Understanding the antiquity of mankind: Interpretation of past human behaviour from archaeological artefacts with special reference to stone tools
Assistant Professor, Department of Archaeology, Calcutta University.
The Nehru Trust award allowed me to visit the archives and manuscript collections of the Royal Anthropological Institute, London, and Indian Collections housed in the Pitt Rivers Museum, Oxford. The ambition of my project was to better consider the beginnings of prehistoric archaeology in the Indian sub-continent with special reference to eastern India.
Perhaps the greatest challenge of this work was in trying to understand the colonial mind from many fragmentary sources that very seldom spoke about personal inclinations and emotions that provoked many to make wild ventures into the unknown, in retrieving a prehistoric artefact or a tribal totem that became an item of circulation. What united all these travellers, colonial scholar-officials was a passion to collect and piece together a universal history of ‘mankind.’
The trip offered the enriching experience of working with two separate institutions. The displays at Pitt Rivers Museum have been purported to highlight and maintain the typological scheme of end-nineteenth century when it was founded.
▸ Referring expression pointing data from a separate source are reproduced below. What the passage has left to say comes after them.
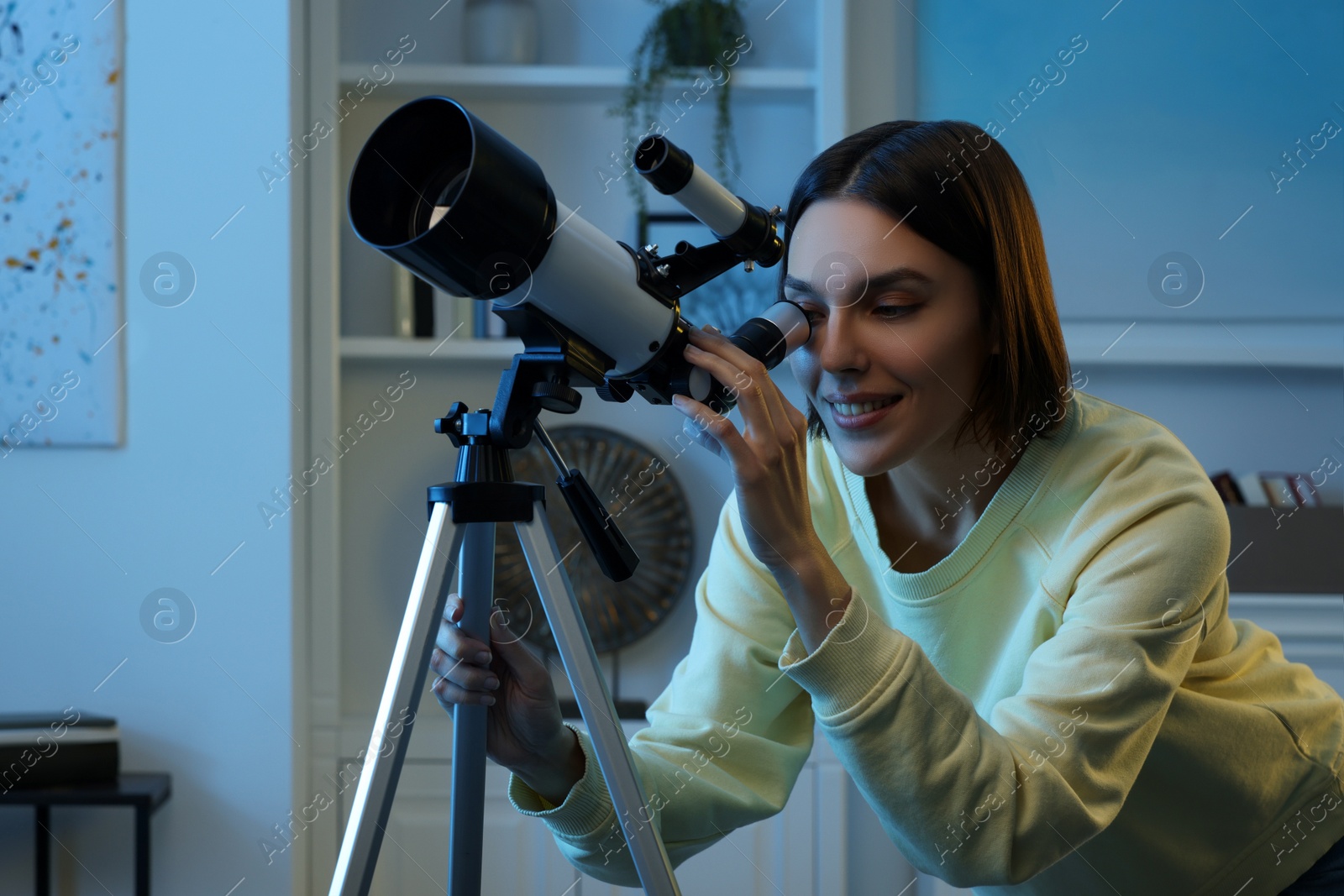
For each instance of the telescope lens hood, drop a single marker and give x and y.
(445, 195)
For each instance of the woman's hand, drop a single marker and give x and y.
(769, 457)
(524, 731)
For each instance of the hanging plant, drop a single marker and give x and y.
(683, 40)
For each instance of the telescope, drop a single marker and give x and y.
(443, 194)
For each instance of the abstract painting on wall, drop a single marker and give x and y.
(60, 246)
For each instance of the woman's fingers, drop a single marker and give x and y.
(460, 663)
(456, 642)
(739, 372)
(449, 694)
(718, 429)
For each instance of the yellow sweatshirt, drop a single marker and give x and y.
(1061, 705)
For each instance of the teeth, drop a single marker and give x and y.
(864, 407)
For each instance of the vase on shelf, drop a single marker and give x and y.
(501, 33)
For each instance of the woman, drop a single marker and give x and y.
(1001, 600)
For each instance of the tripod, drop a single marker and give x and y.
(463, 515)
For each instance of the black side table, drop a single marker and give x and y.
(144, 792)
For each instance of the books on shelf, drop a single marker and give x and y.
(420, 311)
(1274, 490)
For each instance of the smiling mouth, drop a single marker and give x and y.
(862, 407)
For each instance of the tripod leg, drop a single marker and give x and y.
(396, 711)
(467, 813)
(584, 672)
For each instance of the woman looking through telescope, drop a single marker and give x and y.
(1001, 600)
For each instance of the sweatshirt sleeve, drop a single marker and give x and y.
(726, 741)
(995, 801)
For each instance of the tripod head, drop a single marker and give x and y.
(484, 473)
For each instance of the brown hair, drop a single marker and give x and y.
(958, 188)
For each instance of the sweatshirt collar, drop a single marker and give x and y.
(1021, 483)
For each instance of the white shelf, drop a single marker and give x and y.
(555, 82)
(1206, 343)
(390, 348)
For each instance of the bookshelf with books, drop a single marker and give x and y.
(1287, 530)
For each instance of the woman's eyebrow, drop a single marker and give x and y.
(877, 282)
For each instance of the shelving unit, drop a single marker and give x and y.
(387, 348)
(366, 527)
(558, 82)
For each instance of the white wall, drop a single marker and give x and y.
(207, 438)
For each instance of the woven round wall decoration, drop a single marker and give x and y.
(648, 506)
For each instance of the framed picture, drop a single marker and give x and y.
(726, 301)
(60, 248)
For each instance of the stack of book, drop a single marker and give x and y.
(44, 750)
(1270, 490)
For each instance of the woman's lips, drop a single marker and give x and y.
(864, 412)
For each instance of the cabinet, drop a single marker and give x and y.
(365, 524)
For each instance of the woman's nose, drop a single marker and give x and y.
(837, 345)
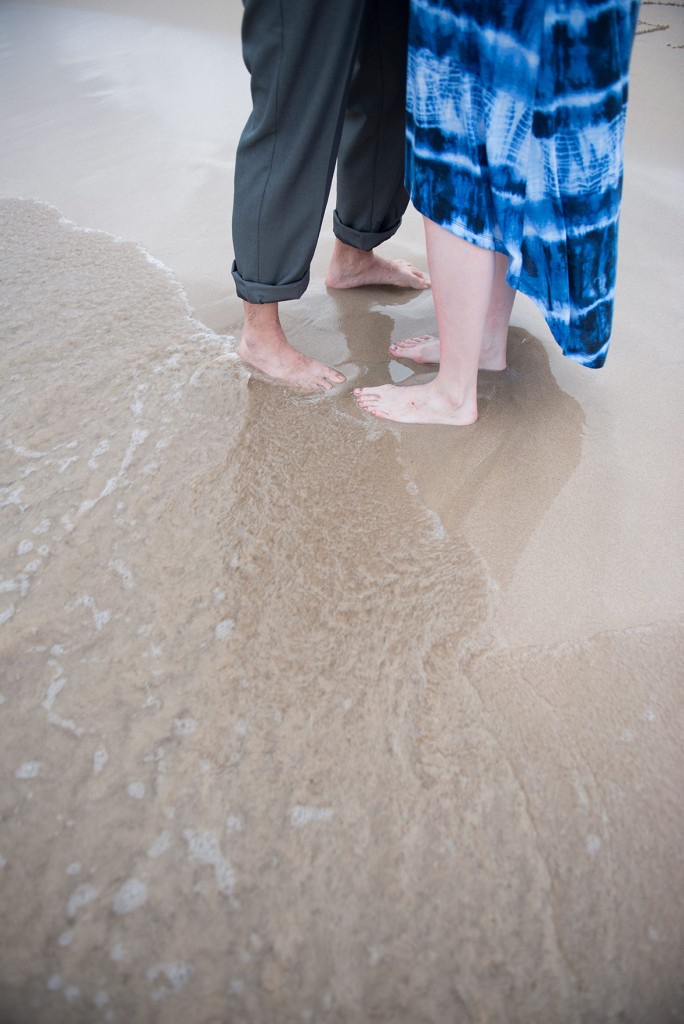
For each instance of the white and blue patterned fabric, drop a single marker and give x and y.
(514, 141)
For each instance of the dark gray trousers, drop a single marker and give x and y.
(328, 83)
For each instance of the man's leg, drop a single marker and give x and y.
(371, 197)
(300, 54)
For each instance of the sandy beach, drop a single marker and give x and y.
(307, 717)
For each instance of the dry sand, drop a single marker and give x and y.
(307, 718)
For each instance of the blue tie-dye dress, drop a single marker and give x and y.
(514, 141)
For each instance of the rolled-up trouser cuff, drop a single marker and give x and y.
(254, 292)
(361, 240)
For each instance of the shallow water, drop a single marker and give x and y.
(306, 717)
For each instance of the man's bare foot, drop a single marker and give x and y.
(417, 403)
(264, 347)
(351, 267)
(425, 348)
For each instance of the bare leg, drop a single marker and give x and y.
(425, 348)
(351, 267)
(264, 346)
(463, 276)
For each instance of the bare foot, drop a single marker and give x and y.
(425, 348)
(264, 346)
(417, 403)
(351, 267)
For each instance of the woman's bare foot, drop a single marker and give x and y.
(351, 267)
(264, 347)
(425, 348)
(417, 403)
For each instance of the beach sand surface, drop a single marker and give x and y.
(306, 716)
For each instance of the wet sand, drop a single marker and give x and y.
(307, 717)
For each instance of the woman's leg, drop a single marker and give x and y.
(463, 283)
(425, 348)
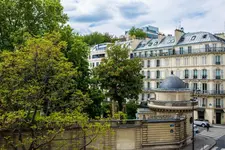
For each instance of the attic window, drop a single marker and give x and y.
(204, 36)
(150, 44)
(193, 38)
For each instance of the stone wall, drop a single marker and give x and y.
(133, 135)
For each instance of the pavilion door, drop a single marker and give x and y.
(218, 118)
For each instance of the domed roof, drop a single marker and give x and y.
(171, 83)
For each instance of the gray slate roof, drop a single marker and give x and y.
(187, 38)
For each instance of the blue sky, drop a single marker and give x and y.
(116, 16)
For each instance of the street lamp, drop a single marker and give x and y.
(193, 101)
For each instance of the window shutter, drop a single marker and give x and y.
(214, 74)
(221, 73)
(190, 74)
(221, 59)
(200, 86)
(199, 74)
(214, 59)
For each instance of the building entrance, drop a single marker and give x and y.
(218, 118)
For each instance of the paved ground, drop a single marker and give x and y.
(201, 143)
(217, 133)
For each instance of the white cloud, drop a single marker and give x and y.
(115, 16)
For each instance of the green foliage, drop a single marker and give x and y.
(39, 96)
(137, 33)
(131, 109)
(98, 38)
(120, 76)
(32, 16)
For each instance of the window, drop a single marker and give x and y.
(219, 103)
(149, 86)
(186, 74)
(177, 61)
(185, 61)
(204, 60)
(195, 86)
(139, 54)
(189, 49)
(195, 60)
(148, 74)
(146, 53)
(157, 74)
(218, 72)
(142, 96)
(204, 74)
(207, 48)
(157, 63)
(181, 50)
(204, 87)
(214, 47)
(157, 84)
(195, 75)
(193, 38)
(204, 36)
(143, 73)
(217, 60)
(149, 63)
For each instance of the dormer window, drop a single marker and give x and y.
(193, 38)
(204, 36)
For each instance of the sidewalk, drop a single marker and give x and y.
(218, 126)
(201, 143)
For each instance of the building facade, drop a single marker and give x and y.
(196, 58)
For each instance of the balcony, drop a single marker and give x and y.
(195, 77)
(204, 76)
(219, 106)
(218, 77)
(172, 105)
(185, 52)
(217, 63)
(210, 92)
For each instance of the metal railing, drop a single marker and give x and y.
(194, 51)
(173, 103)
(211, 92)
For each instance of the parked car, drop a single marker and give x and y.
(196, 129)
(201, 122)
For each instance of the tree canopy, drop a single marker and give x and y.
(137, 33)
(39, 95)
(120, 76)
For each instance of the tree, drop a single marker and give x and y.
(35, 17)
(120, 76)
(39, 96)
(131, 109)
(137, 33)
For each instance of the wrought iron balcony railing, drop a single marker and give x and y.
(194, 51)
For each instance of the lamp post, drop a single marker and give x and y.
(193, 104)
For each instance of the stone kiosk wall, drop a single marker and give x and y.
(132, 135)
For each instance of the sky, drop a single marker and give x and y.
(117, 16)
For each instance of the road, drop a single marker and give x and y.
(216, 133)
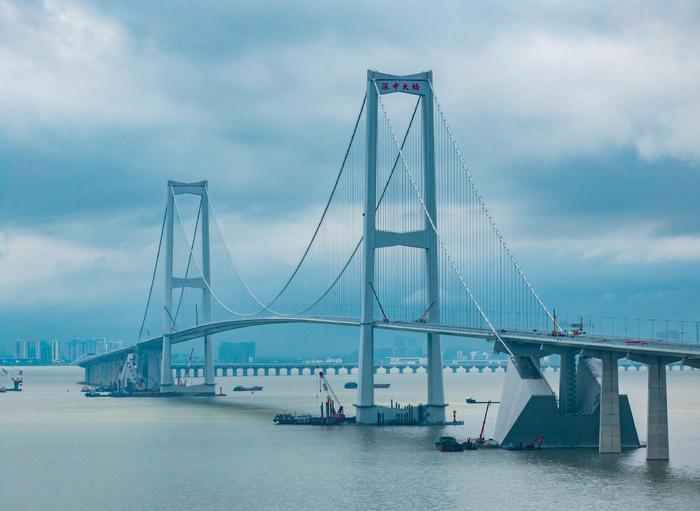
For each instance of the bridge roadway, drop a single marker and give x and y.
(636, 350)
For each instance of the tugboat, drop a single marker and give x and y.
(353, 385)
(449, 444)
(241, 388)
(536, 444)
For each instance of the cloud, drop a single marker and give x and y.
(621, 246)
(577, 118)
(71, 263)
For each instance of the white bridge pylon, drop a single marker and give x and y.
(173, 282)
(424, 239)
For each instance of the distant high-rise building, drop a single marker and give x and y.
(62, 352)
(237, 352)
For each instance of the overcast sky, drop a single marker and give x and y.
(580, 121)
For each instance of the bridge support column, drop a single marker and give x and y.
(208, 361)
(436, 392)
(567, 383)
(365, 386)
(657, 415)
(166, 369)
(609, 433)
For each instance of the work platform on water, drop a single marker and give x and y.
(407, 244)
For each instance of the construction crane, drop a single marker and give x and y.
(183, 382)
(331, 397)
(17, 379)
(128, 378)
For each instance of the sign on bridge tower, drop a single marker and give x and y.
(421, 85)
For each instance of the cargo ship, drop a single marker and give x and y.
(241, 388)
(353, 385)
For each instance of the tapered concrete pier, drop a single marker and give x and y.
(609, 433)
(657, 415)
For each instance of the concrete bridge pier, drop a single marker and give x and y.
(209, 362)
(567, 382)
(657, 413)
(166, 368)
(609, 433)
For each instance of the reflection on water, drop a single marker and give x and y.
(68, 452)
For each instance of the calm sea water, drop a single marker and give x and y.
(59, 450)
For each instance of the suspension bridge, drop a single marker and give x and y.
(404, 242)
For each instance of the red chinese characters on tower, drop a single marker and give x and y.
(396, 86)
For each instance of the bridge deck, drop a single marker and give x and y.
(689, 353)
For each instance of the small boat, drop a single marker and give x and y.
(470, 445)
(241, 388)
(353, 385)
(474, 401)
(534, 445)
(94, 393)
(449, 444)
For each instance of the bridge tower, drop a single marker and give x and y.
(421, 85)
(172, 282)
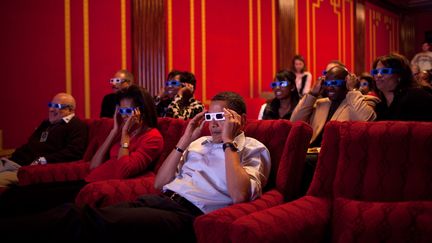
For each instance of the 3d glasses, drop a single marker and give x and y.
(364, 84)
(118, 80)
(58, 106)
(384, 71)
(334, 83)
(217, 116)
(275, 84)
(126, 110)
(173, 83)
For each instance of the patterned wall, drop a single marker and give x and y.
(52, 46)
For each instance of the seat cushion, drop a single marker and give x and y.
(360, 221)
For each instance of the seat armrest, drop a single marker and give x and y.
(303, 220)
(68, 171)
(213, 227)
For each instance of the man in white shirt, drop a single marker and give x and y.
(200, 175)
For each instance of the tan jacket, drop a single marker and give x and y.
(355, 107)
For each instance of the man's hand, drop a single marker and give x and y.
(232, 125)
(351, 81)
(193, 130)
(316, 89)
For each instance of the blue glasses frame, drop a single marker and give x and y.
(384, 71)
(173, 83)
(58, 106)
(283, 83)
(217, 116)
(126, 110)
(118, 80)
(334, 83)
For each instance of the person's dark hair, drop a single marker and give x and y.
(234, 101)
(366, 76)
(172, 74)
(128, 75)
(400, 63)
(300, 58)
(188, 77)
(142, 99)
(337, 62)
(288, 75)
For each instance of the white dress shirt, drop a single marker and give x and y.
(202, 178)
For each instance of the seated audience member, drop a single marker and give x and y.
(201, 175)
(131, 147)
(303, 79)
(60, 138)
(367, 85)
(184, 105)
(122, 79)
(286, 97)
(343, 103)
(167, 94)
(423, 59)
(403, 98)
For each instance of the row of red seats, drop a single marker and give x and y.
(372, 183)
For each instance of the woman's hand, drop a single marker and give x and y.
(316, 89)
(231, 126)
(351, 81)
(193, 130)
(131, 121)
(117, 120)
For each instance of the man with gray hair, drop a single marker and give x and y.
(60, 138)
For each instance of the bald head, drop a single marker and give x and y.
(66, 99)
(337, 72)
(67, 104)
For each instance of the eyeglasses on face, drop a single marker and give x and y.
(58, 106)
(126, 110)
(173, 83)
(384, 71)
(334, 83)
(118, 80)
(283, 83)
(217, 116)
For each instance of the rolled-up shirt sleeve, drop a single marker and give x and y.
(256, 162)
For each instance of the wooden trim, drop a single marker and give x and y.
(148, 48)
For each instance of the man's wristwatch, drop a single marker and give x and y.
(231, 145)
(124, 145)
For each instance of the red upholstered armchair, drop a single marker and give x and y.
(372, 184)
(98, 130)
(103, 193)
(287, 143)
(274, 134)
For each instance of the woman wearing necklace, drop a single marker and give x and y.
(286, 97)
(131, 147)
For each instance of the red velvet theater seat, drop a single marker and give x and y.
(103, 193)
(287, 143)
(274, 134)
(98, 130)
(372, 184)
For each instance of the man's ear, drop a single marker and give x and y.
(243, 119)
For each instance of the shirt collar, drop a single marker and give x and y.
(68, 118)
(239, 141)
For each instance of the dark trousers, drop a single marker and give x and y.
(152, 218)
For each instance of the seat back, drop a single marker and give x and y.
(98, 130)
(375, 161)
(171, 130)
(384, 161)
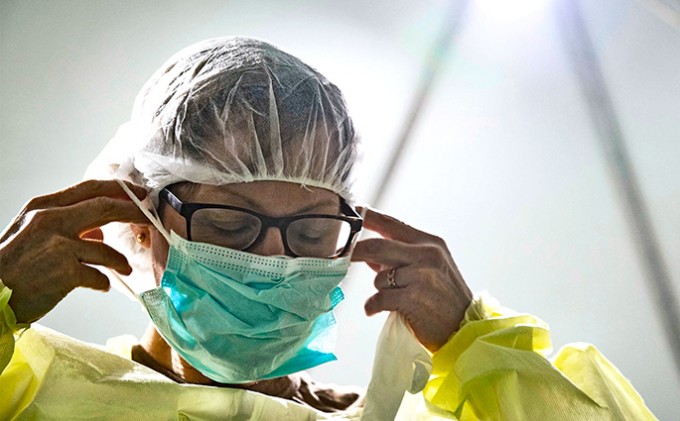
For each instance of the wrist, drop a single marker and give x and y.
(8, 320)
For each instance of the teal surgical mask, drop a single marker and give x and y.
(239, 317)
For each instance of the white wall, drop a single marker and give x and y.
(503, 164)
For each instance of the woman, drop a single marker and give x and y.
(238, 154)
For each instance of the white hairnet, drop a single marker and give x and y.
(231, 110)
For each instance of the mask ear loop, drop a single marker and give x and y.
(359, 234)
(155, 220)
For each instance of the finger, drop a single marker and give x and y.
(385, 300)
(94, 213)
(94, 235)
(100, 254)
(391, 253)
(403, 277)
(375, 267)
(394, 229)
(89, 277)
(83, 191)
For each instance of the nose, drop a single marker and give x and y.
(270, 244)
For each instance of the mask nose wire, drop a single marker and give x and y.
(152, 218)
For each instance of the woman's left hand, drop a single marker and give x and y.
(416, 276)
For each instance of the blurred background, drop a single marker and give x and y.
(503, 160)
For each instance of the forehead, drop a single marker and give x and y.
(270, 197)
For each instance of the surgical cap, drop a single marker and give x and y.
(233, 110)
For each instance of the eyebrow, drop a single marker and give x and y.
(321, 203)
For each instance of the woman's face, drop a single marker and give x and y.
(273, 198)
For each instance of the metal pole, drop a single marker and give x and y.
(605, 121)
(431, 69)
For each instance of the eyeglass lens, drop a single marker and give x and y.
(309, 236)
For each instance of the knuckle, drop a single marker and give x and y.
(433, 253)
(439, 241)
(41, 217)
(35, 203)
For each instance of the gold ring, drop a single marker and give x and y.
(391, 283)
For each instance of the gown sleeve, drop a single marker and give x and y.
(496, 368)
(17, 380)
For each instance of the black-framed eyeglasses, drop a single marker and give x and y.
(306, 235)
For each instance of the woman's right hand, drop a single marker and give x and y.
(45, 251)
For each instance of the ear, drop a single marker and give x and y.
(142, 235)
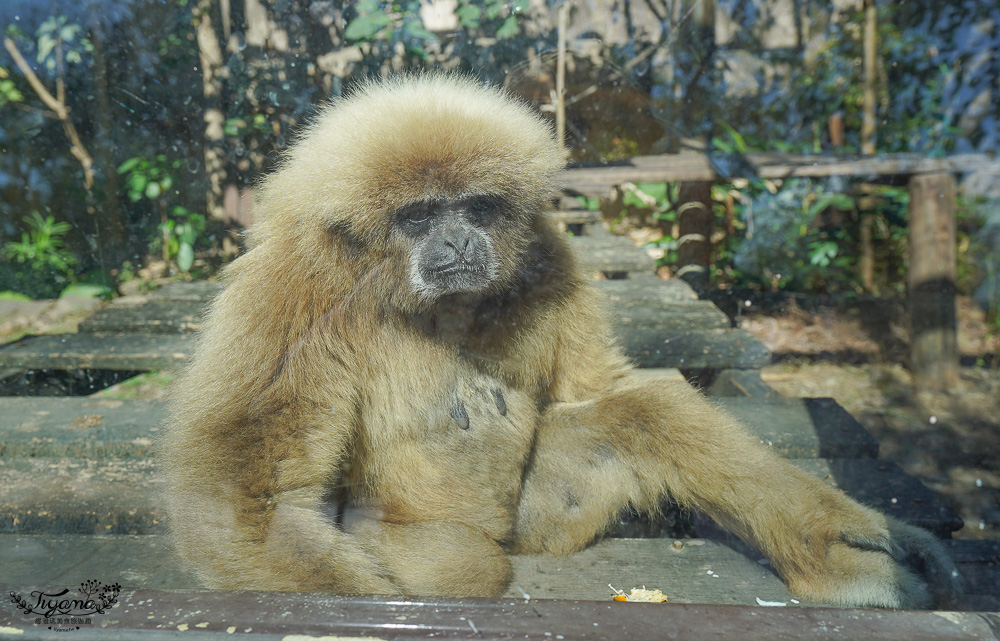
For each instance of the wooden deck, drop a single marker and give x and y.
(80, 500)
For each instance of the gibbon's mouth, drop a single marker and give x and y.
(459, 277)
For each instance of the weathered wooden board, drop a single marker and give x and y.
(97, 351)
(687, 571)
(610, 254)
(652, 303)
(146, 316)
(575, 216)
(162, 614)
(79, 496)
(886, 487)
(133, 561)
(122, 496)
(199, 290)
(128, 428)
(83, 427)
(715, 348)
(647, 345)
(803, 427)
(741, 382)
(645, 287)
(695, 167)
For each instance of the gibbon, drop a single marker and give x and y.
(408, 334)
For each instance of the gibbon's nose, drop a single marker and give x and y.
(459, 241)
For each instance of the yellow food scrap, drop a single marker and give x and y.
(638, 595)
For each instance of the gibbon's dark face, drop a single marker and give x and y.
(451, 239)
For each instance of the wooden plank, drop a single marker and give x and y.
(133, 561)
(97, 351)
(575, 216)
(645, 287)
(146, 316)
(931, 282)
(80, 496)
(203, 290)
(886, 487)
(79, 427)
(803, 427)
(680, 568)
(646, 343)
(128, 428)
(653, 303)
(597, 181)
(741, 382)
(611, 254)
(122, 496)
(714, 348)
(158, 614)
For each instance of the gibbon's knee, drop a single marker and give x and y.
(437, 558)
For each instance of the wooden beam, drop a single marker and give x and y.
(597, 181)
(934, 349)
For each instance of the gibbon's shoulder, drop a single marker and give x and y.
(394, 140)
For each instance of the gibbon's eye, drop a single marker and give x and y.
(415, 215)
(484, 209)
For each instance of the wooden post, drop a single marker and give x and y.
(561, 75)
(694, 214)
(694, 245)
(934, 351)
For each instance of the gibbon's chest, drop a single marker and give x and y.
(439, 436)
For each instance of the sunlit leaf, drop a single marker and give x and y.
(185, 256)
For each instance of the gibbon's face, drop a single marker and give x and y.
(438, 181)
(451, 243)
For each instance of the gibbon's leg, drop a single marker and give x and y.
(436, 557)
(297, 547)
(644, 441)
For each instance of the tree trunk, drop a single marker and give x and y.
(934, 352)
(212, 74)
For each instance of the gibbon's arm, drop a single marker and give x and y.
(638, 442)
(263, 418)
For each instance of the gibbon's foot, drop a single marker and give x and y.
(883, 563)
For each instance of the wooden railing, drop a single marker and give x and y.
(931, 280)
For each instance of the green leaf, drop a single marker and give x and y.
(364, 27)
(46, 43)
(185, 257)
(468, 15)
(85, 289)
(128, 165)
(508, 29)
(416, 29)
(494, 9)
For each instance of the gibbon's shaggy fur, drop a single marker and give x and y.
(408, 334)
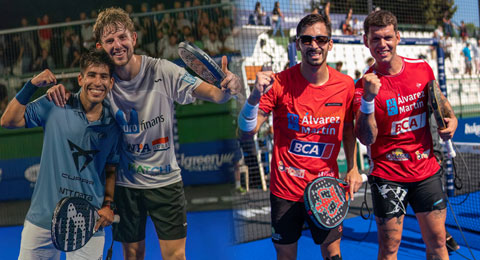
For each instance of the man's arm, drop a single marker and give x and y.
(14, 115)
(230, 86)
(353, 177)
(106, 212)
(365, 124)
(251, 118)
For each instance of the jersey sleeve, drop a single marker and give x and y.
(267, 102)
(37, 111)
(181, 82)
(357, 97)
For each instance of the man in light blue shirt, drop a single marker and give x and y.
(79, 153)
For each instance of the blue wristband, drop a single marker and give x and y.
(24, 95)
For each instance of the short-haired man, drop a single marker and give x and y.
(79, 154)
(394, 92)
(149, 180)
(304, 99)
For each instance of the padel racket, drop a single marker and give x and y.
(437, 106)
(200, 62)
(73, 223)
(326, 201)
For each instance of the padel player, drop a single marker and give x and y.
(143, 97)
(79, 154)
(392, 119)
(312, 112)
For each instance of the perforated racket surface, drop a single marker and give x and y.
(326, 202)
(73, 223)
(201, 63)
(437, 107)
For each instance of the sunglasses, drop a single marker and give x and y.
(307, 39)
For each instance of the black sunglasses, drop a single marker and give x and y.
(307, 39)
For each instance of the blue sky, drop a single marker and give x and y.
(467, 11)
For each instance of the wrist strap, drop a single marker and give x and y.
(24, 95)
(247, 119)
(367, 107)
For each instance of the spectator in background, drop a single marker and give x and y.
(463, 31)
(171, 51)
(358, 75)
(468, 58)
(338, 66)
(86, 32)
(44, 61)
(447, 26)
(277, 17)
(370, 61)
(259, 13)
(347, 24)
(476, 55)
(45, 35)
(27, 40)
(3, 98)
(357, 27)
As one enters the main gallery one is transported back to the time when archaeology and anthropology were emerging as twin disciplines in Great Britain. The Museum computer database—a virtual treasure house—revealed information about a sizeable collection of archaeological and ethnographic objects appearing in the network of collections during the late nineteenth-early twentieth century.
The Royal Anthropological Institute provided the experience of working in a very small archive of an Institute, now struggling to survive, but which had played a phenomenal role in the evolution of the discipline. I would consider my coming across W.E.Crooke’s private papers a very important discovery.
The study visit expanded my knowledge base, aiding me in not only to pursue my personal research, but also refining my teaching skills.